Nella recente “Indagine per i bisogni degli under 35”, le parole d’ordine che meglio tratteggiano il profilo dei millennials in azienda sono “stare bene dentro e fuori” il luogo di lavoro. In riferimento al tema del welfare aziendale, la traduzione è semplice: meno servizi “classici” e più tempo per sé. Per crescere professionalmente e culturalmente, per poter far crescere la propria casa e liberare tempo da dedicare alla famiglia, per poter assaporare il bello della vita.
Una tendenza che conferma appieno quanto già abbiamo detto nella prima delle tre puntate dedicate a una rivoluzione culturale destinata a cambiare le imprese: il welfare aziendale è un investimento dell’imprenditore in benessere, per sé, per la propria attività e per i dipendenti. Lo sanno soprattutto i giovani, cresciuti a pane e conoscenza delle potenzialità del welfare.
Per loro, le offerte classiche spesso non bastano. Occorre guardare oltre il buono spesa (che, pure, la sua importanza ce l’ha), e agganciare servizi in grado di dare valore al tempo libero e alla persona.

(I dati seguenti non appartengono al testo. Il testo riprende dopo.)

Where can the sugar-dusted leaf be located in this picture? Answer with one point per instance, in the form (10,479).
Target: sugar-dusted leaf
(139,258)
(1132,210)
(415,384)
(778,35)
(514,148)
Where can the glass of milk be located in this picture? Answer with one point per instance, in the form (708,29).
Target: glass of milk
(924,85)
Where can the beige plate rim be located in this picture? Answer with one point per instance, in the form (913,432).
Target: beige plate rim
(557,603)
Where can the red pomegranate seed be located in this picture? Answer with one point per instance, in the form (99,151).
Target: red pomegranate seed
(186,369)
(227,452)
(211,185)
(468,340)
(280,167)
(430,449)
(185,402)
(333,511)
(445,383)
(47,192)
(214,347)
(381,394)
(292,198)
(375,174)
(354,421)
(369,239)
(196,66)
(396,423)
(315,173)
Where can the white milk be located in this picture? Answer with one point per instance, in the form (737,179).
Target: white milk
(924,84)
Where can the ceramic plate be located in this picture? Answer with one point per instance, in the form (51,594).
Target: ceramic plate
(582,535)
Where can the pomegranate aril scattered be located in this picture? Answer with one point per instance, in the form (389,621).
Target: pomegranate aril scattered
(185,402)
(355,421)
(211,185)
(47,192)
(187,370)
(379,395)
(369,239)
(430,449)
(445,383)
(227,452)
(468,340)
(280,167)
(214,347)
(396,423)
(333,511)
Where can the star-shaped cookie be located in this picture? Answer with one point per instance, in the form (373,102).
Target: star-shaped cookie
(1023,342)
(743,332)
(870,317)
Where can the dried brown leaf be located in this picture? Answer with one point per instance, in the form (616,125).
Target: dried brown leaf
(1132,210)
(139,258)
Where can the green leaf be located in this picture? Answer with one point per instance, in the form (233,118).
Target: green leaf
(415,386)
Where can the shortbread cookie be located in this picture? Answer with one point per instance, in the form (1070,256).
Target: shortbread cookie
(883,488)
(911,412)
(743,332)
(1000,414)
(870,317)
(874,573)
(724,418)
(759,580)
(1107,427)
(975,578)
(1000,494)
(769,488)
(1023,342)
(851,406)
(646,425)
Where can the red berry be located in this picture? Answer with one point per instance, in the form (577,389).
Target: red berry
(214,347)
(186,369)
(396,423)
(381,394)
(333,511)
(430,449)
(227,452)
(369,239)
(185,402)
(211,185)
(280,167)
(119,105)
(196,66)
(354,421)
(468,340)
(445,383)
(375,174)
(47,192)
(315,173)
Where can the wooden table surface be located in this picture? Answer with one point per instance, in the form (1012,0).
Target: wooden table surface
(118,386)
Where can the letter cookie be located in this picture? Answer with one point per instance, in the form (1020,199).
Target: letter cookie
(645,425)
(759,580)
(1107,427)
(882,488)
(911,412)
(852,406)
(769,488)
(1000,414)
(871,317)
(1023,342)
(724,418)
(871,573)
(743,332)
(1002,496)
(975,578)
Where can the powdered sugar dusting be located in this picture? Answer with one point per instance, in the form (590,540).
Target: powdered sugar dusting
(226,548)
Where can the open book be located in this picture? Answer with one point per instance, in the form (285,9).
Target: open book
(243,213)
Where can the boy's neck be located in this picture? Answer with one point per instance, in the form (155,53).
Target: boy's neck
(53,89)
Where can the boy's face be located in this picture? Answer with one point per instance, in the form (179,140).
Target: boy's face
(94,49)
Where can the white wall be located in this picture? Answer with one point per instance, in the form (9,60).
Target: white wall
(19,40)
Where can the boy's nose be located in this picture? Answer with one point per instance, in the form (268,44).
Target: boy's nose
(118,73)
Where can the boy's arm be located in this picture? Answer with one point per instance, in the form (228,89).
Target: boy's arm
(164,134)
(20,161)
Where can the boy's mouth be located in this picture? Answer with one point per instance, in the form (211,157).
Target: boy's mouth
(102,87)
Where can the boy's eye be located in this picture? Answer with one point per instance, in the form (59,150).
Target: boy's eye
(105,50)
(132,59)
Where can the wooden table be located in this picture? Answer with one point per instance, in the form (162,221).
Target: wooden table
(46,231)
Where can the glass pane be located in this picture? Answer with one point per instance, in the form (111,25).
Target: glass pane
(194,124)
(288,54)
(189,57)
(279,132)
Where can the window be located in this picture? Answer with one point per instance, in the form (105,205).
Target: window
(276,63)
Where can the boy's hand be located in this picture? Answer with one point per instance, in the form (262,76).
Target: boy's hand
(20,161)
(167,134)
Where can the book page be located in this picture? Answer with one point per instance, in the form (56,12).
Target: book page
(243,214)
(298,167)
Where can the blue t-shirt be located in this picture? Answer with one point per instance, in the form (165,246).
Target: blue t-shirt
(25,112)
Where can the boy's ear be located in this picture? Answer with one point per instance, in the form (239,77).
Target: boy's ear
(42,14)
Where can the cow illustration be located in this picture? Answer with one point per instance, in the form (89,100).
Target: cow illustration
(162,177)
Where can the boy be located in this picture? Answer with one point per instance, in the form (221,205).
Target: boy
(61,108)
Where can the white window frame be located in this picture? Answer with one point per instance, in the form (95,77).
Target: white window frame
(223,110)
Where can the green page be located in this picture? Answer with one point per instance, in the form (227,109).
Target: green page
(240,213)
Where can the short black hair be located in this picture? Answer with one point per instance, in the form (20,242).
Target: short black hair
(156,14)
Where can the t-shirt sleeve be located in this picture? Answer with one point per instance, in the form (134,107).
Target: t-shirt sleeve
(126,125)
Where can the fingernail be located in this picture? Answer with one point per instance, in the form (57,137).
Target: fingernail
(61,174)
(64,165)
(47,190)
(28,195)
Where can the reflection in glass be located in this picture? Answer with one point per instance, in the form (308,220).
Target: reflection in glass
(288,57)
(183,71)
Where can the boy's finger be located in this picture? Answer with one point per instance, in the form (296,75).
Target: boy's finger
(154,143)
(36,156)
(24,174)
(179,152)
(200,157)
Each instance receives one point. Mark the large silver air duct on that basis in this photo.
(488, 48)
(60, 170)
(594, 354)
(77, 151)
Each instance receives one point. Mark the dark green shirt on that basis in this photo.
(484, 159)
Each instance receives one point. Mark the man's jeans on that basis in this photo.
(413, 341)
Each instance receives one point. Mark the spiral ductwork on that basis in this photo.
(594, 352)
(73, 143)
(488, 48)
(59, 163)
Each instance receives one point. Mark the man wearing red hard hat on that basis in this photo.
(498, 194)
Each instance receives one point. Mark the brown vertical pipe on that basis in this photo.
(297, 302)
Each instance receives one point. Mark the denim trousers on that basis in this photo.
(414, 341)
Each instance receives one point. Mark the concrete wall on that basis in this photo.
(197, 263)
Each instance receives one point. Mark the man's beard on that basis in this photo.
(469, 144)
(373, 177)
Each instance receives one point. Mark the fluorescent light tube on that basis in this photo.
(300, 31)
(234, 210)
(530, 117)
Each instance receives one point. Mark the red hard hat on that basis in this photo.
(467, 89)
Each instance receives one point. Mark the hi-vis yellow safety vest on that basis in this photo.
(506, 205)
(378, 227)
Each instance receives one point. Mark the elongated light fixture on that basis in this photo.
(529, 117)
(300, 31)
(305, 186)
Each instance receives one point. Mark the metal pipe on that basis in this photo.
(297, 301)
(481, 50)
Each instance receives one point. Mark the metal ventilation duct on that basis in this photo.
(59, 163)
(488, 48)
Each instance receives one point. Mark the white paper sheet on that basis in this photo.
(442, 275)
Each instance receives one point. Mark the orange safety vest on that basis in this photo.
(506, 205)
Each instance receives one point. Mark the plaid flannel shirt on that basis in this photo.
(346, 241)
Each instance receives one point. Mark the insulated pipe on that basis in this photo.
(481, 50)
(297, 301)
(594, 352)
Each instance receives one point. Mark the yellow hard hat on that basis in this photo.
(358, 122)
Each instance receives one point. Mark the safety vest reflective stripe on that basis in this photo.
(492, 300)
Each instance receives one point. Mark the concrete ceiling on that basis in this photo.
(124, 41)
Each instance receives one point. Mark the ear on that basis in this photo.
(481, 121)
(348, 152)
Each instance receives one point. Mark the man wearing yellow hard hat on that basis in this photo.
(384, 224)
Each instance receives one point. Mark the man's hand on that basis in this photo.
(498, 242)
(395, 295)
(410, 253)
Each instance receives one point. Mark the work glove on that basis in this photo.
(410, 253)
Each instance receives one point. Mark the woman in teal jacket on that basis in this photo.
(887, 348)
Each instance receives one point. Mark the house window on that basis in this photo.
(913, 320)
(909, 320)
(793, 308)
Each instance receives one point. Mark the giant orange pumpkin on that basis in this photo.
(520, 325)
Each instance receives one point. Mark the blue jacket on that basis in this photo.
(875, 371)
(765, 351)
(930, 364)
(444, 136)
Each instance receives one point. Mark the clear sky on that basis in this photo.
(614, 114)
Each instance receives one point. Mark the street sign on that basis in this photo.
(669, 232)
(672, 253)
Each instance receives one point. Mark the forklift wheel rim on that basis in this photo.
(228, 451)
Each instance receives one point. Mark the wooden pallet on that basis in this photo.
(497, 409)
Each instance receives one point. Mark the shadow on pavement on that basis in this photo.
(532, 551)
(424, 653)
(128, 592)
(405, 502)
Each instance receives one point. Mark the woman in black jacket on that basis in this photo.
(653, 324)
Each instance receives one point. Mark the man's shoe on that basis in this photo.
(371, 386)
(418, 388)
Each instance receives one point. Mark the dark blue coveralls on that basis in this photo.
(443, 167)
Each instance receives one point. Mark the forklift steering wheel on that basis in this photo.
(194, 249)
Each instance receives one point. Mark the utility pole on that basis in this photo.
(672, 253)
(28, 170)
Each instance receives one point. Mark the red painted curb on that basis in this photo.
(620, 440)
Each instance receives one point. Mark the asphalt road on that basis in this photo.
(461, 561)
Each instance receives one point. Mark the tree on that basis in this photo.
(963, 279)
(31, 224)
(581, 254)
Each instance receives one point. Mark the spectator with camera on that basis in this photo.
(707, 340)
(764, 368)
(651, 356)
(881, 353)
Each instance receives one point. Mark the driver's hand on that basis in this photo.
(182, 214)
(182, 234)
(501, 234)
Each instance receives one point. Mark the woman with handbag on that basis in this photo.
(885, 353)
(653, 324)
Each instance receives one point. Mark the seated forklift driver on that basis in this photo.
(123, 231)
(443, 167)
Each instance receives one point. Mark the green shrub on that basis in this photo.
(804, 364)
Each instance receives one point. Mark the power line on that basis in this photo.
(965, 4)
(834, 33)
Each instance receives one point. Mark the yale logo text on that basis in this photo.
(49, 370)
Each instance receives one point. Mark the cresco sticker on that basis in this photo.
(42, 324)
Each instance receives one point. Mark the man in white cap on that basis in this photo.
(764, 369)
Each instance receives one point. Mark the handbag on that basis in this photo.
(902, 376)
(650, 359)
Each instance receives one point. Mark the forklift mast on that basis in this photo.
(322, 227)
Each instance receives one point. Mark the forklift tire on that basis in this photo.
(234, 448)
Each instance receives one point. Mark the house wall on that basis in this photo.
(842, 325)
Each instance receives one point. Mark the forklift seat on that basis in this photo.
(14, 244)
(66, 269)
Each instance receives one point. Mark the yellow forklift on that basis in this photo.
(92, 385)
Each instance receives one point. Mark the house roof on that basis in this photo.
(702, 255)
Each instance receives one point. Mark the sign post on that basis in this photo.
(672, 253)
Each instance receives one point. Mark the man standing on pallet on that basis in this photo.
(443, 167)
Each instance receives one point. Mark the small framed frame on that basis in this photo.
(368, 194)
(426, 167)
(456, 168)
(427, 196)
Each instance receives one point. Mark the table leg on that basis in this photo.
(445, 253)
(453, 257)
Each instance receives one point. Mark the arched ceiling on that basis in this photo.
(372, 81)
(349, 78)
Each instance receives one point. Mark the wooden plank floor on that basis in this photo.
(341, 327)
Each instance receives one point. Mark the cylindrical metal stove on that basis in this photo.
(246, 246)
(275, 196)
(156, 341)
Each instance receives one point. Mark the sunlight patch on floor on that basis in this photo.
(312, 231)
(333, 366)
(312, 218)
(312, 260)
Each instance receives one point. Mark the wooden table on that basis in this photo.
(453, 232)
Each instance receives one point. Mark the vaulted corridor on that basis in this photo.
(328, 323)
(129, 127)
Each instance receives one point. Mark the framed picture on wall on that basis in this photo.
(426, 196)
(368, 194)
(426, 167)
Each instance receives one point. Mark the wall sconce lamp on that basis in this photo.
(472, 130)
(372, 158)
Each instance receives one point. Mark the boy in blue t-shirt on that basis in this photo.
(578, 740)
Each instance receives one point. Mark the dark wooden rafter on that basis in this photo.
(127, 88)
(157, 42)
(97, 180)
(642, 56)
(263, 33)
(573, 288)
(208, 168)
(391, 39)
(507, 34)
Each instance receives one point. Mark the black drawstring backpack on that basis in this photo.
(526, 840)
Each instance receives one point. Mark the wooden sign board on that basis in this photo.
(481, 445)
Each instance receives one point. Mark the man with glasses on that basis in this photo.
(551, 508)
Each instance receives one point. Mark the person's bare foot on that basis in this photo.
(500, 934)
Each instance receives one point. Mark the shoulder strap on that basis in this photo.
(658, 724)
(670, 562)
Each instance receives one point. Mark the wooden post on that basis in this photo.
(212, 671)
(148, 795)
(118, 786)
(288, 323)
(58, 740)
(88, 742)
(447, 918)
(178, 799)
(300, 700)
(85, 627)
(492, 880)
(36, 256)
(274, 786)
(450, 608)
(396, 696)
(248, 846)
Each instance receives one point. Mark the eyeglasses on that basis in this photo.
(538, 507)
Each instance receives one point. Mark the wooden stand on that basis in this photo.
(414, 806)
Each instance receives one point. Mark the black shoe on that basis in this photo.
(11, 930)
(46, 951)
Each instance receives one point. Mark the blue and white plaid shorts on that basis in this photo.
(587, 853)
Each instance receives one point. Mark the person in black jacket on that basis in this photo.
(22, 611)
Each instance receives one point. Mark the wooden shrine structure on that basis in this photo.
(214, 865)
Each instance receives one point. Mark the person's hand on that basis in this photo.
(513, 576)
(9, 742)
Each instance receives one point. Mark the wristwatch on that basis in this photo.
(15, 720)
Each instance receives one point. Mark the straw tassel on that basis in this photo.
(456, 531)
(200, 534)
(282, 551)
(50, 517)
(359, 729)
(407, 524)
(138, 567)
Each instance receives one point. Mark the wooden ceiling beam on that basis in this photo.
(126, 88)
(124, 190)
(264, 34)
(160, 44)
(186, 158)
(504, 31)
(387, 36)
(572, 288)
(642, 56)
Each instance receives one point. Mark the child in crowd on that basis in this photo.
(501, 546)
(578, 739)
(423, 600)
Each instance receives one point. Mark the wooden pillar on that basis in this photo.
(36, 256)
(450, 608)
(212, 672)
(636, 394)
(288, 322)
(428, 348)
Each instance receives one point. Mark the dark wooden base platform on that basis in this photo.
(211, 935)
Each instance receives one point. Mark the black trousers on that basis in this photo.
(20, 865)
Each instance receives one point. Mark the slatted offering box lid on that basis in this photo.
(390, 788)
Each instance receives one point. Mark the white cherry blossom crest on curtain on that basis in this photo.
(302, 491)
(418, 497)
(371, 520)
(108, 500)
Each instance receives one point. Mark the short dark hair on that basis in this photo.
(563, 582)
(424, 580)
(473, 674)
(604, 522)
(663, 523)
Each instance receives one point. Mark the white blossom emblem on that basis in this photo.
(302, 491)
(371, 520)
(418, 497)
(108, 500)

UN BENESSERE INTESO A 360 GRADI
In una intervista a Business People, il docente di Sistemi di welfare comparati Luca Pesenti conferma: «I piani di welfare aziendale si stanno spostando verso il benessere ampiamente inteso, comprendendo convenzioni con palestre agenzie di viaggio, shopping e altro angora».
Una esigenza se possibile anche più sentita nelle stagioni più calde dell’anno, la primavera e l’estate, quando il bisogno di rimettersi in forma diventa fisico e psicologico, così come il desiderio di viaggiare, sperimentare e, perché no?, mettersi alla prova. Ecco dunque che nel panel delle offerte presenti in piattaforma gli imprenditori interessati a coltivare il cosiddetto “well being”, un benessere a 360 gradi, non possono prescindere da servizi dedicati al tempo libero (viaggi, cinema, teatri, mostre, abbonamenti in palestra, ingressi in centri benessere, corsi ricreativi o culturali, vacanze organizzate) ma anche da quelli orientati a migliorare le performance delle persone.
UNA RISPOSTA ALL'INVECCHIAMENTO DELLE COMPETENZE
In un periodo in cui l’obsolescenza delle competenze rischia di iniziare un anno dopo averle acquisite – specie nei settori a più alta connotazione tecnologica – sostenere le carriere dei propri collaboratori con corsi professionalizzati può voler dire investire due volte: sulla persona e, di riflesso, sull'azienda. Garantendo al dipendente, sempre e comunque, il massimo grado di conoscenza nel proprio campo o in campi affini e meno conosciuti.
Tra l’altro, l’invecchiamento precoce delle competenze costa carissimo agli imprenditori ed è sempre più diffuso. Stando a uno studio del Centro Europeo per la Formazione Professionale, il fenomeno riguarda il 31% dei lavoratori di età compresa tra i 50 e i 55 anni, con percentuali che vanno dal 23% in Finlandia al 32% in Ungheria, mentre scende al 21% per le persone di età compresa tra i 30 e i 39 anni. Quindi, assecondare un bisogno di formazione significa anche incentivarlo.
Certo sul tema c’è da lavorare: si pensi che solo il 17% degli occupati sa esattamente cosa significhi welfare aziendale, e quali potenzialità abbia in pancia. Il 58,5% ne conosce solo le linee di principio e il 23,6% addirittura non lo conosce. Si potrebbe parlare di opportunità perse per tutti, i dipendenti e i datori di lavoro.
GUADAGNO ANCHE INDIRETTO
Quando la conoscenza è bassa, ad andarci di mezzo è inoltre territorio: il welfare, di fatti, esce dall'azienda insieme al dipendente ed entra nel tessuto sociale, moltiplicando le opportunità di benessere e, in molti casi, sostenendo le imprese del territorio.
I servizi per la casa (manutenzioni e ristrutturazioni) sono l’esempio perfetto di come un’azienda che fa welfare, oltre a trarne benefici diretti, potrebbe acquisire benefici indiretti divenendo fornitore a chilometro zero di servizi per i dipendenti di altre imprese. In questa chiave grande rilevanza assume l’affidarsi a “piattaforme di prossimità”, ovvero costruite guardando al territorio come destinatario e fornitore.